L'approche démographique : Galor et Weil et la transition démographique
Galor et Weil expliquent le décollage par deux facteurs : un effet de taille de marché qui accélère l'innovation, et une transition démographique où les familles choisissent la qualité plutôt que la quantité d'enfants. L'accélération du progrès technique et la nécessité d'une éducation plus poussée conduisent à une baisse de la fertilité.
La transition démographique : mortalité, fertilité et facteurs culturels
La transition démographique se caractérise par une baisse de la mortalité suivie d'une baisse de la fertilité. La baisse de la mortalité infantile et la hausse du revenu par tête influencent la fertilité désirée. Des facteurs culturels, comme la sécularisation, peuvent également jouer un rôle important. La France est un cas particulier où la fertilité a commencé à décroître avant le décollage économique.

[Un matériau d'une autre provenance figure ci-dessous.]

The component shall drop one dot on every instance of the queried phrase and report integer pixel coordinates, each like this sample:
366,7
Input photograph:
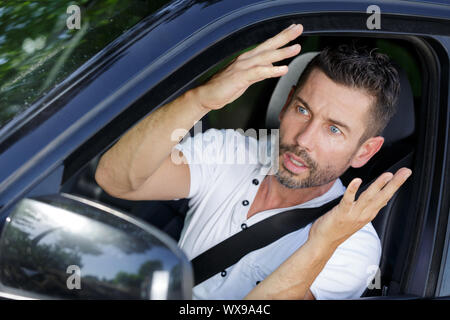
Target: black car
73,82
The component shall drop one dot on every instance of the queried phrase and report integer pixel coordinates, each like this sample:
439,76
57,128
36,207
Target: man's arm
293,278
139,166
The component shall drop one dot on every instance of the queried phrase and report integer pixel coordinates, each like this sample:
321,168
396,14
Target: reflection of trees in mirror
43,266
130,240
37,50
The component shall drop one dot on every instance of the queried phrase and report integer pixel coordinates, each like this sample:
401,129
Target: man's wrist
321,247
193,97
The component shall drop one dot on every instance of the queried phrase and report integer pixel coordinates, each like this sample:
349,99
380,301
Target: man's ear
366,151
288,101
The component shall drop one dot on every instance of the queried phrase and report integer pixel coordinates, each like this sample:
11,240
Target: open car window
41,45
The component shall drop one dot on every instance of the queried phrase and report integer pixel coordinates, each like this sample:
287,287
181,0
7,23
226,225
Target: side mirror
67,247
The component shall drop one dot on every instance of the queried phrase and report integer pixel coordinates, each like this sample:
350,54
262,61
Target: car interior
258,108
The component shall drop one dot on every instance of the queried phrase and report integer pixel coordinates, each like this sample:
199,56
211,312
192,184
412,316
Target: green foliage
38,51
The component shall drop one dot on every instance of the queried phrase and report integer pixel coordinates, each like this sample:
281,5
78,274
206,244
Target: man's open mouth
293,163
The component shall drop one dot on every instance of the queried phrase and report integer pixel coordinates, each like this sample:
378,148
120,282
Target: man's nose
306,137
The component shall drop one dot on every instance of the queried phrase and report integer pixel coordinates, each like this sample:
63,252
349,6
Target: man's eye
334,130
302,110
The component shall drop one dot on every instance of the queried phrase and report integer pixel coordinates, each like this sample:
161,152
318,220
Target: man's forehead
335,101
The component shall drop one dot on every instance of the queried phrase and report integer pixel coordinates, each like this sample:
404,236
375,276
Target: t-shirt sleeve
202,152
351,268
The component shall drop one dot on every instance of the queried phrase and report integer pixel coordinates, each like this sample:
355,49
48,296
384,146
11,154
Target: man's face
320,131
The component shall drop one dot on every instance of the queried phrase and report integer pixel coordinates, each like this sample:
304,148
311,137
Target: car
74,81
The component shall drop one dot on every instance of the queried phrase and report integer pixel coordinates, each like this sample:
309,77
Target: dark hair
361,68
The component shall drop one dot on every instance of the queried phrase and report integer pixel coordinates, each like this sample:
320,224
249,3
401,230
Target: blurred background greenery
38,50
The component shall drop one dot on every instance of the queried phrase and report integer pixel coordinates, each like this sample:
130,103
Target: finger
269,57
281,39
383,197
350,193
366,197
259,73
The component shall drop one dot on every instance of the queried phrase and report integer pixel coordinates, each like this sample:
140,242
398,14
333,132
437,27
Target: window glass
42,42
445,273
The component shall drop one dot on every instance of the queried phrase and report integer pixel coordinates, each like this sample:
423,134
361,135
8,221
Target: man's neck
272,195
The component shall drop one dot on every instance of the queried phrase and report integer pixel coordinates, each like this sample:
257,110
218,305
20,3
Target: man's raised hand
250,67
349,215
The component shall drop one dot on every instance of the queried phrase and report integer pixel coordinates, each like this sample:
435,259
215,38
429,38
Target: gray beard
315,179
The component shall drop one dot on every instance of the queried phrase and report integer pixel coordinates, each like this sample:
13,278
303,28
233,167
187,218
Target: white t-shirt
220,196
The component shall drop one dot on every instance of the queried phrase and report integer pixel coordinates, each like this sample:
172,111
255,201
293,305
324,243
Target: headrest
401,125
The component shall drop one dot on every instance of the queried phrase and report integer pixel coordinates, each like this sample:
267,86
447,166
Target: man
331,121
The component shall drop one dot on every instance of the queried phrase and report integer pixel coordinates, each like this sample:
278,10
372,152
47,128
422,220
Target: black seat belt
263,233
257,236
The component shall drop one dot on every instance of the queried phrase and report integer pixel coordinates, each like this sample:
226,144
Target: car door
186,42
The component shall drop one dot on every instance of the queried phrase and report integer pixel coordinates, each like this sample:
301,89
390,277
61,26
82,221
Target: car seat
397,150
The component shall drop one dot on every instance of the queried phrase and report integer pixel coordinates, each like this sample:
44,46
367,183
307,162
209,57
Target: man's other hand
250,67
349,215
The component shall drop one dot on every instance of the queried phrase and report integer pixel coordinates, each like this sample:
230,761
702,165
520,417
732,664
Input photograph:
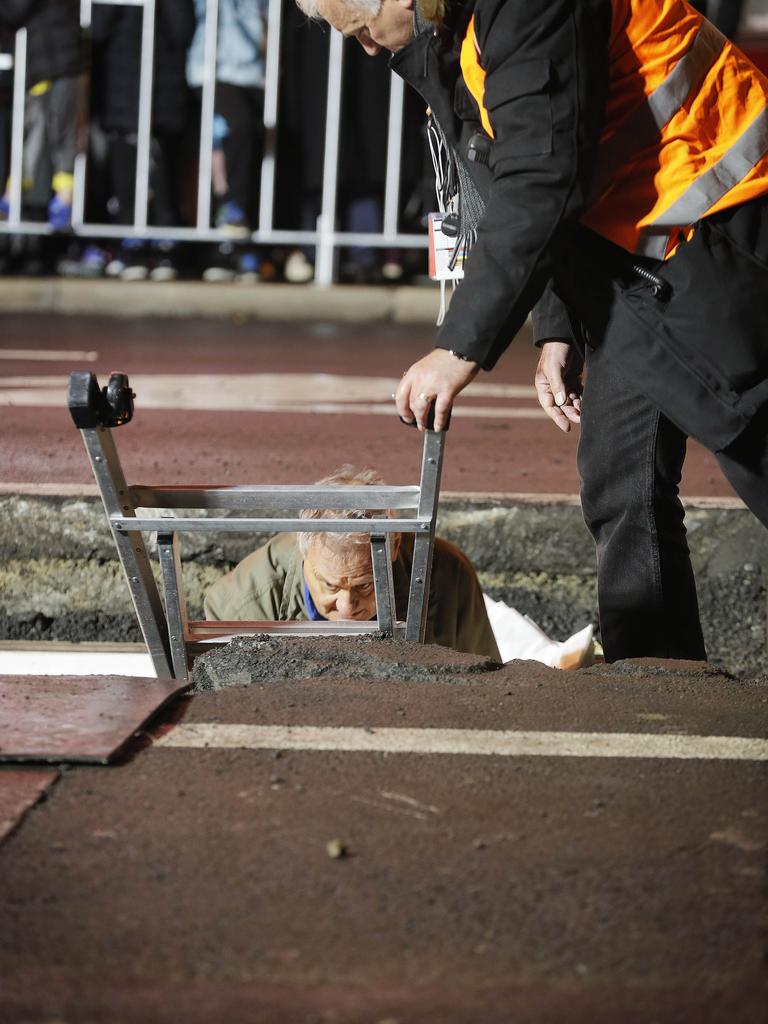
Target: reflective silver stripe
709,187
652,246
643,127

L'approche institutionnelle : introduction et concepts clés
L'approche institutionnelle, défendue par Douglass North, Joel Mokyr et Daron Acemoglu, met l'accent sur le rôle des institutions dans le développement économique. Les institutions sont définies comme des règles du jeu qui réduisent l'incertitude et déterminent les incitations. Mokyr reprend les trois éléments du paradigme schumpétérien : l'innovation cumulative, les droits de propriété et la destruction créatrice.
Institutions inclusives vs. extractives : le rôle de la destruction créatrice
Acemoglu et Robinson distinguent les institutions inclusives, qui favorisent la répartition du pouvoir, la protection de la propriété privée et la concurrence, des institutions extractives, qui concentrent le pouvoir et entravent la destruction créatrice. Les économies inclusives réussissent, tandis que les économies extractives échouent. Des mesures de la Banque mondiale confirment la corrélation entre institutions inclusives et développement économique.